How to Convert PDFs to JSON with an API
How to Convert PDFs to JSON with an API
PDFs are everywhere — invoices, contracts, reports, forms — but the data inside them is trapped. You can't query a PDF. You can't pipe it into a database. You need that data as structured JSON.
This guide covers how to convert PDFs to JSON using a REST API, from simple text-based PDFs to scanned documents that need OCR.
Why PDF to JSON?
PDFs are designed for display, not for data. When you need to:
- Pull line items from invoices into your accounting system
- Extract terms and dates from contracts into a database
- Feed report data into dashboards or analytics tools
- Automate data entry from scanned forms
You need a way to turn that PDF into structured data your code can work with.
The Two Types of PDFs
Not all PDFs are equal. How you handle them depends on what's inside:
Digital (text-based) PDFs
These PDFs contain actual text data. You can select and copy text from them. They're created by software like Word, Google Docs, or reporting tools.

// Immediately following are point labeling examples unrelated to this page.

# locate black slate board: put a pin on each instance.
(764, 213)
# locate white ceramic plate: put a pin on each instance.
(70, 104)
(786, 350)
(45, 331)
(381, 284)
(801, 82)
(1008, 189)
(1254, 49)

Processing: Text is extracted directly — fast and accurate.
Scanned PDFs (image-based)
These are essentially images wrapped in a PDF. They come from scanners, phone cameras, or fax machines. You can't select text in them.
Processing: OCR (Optical Character Recognition) converts the image to text first, then extraction happens on the OCR output.
Smole handles both types automatically. Upload any PDF, and the system detects whether OCR is needed.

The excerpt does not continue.